3. Don’t take new nutrition findings as absolute fact.
New research on nutrition is important and absolutely worth considering—but you don’t need to overhaul your diet every time a new study alerts us to a new superfood. Instead of replacing what you already know about healthy eating with new research, consider it as a whole. “Fundamentals and current understanding do NOT change every time a new study makes headlines,” the committee says. “New evidence should be added to what was known before, not substituted for it sequentially.”
4. Let’s think about what we can add to our diets, not just cut out.
Instead of focusing on what we can’t eat, the committee endorses practical substitutions. “Instead of simply saying, “Drink less soda,” for instance, say “Drink water instead of soda.” What we consume and what we don’t consume instead, both contribute to health outcomes,” the report on the conference states.
5. Sustainability is an important part of healthy eating.
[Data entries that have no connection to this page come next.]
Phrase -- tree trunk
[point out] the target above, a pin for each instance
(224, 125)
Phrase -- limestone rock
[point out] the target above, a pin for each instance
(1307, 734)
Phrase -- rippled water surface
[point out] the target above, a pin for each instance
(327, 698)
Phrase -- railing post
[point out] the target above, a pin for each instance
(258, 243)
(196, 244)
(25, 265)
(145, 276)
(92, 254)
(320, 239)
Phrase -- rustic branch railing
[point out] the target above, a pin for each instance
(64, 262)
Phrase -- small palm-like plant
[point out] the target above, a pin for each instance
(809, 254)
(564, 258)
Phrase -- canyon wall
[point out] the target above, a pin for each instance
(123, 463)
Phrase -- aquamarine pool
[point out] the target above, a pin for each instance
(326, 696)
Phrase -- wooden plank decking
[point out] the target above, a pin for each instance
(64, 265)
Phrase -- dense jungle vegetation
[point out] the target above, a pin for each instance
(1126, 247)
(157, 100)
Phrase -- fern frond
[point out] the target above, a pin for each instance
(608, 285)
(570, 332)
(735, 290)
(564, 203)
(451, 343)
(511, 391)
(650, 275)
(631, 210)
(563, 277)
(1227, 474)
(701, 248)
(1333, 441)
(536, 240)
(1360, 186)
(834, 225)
Again echoing federal guidelines, the experts at the Finding Common Ground Conference emphasize that “food insecurity cannot be solved without sustainable food systems. Inattention to sustainability is willful disregard for the quality and quantity of food available to the next generation.” According to the 2015 Dietary Guidelines Committee, that means “a focus on decreasing meat consumption, choosing seafood from non-threatened stocks, eating more plants and plant-based products, reducing energy intake, and reducing waste.”
6. Food should be tasty!
Healthy food doesn’t mean tasteless food. “Food can and should be good for human health, good for the planet, and simply…good—unapologetically delicious,” the report states.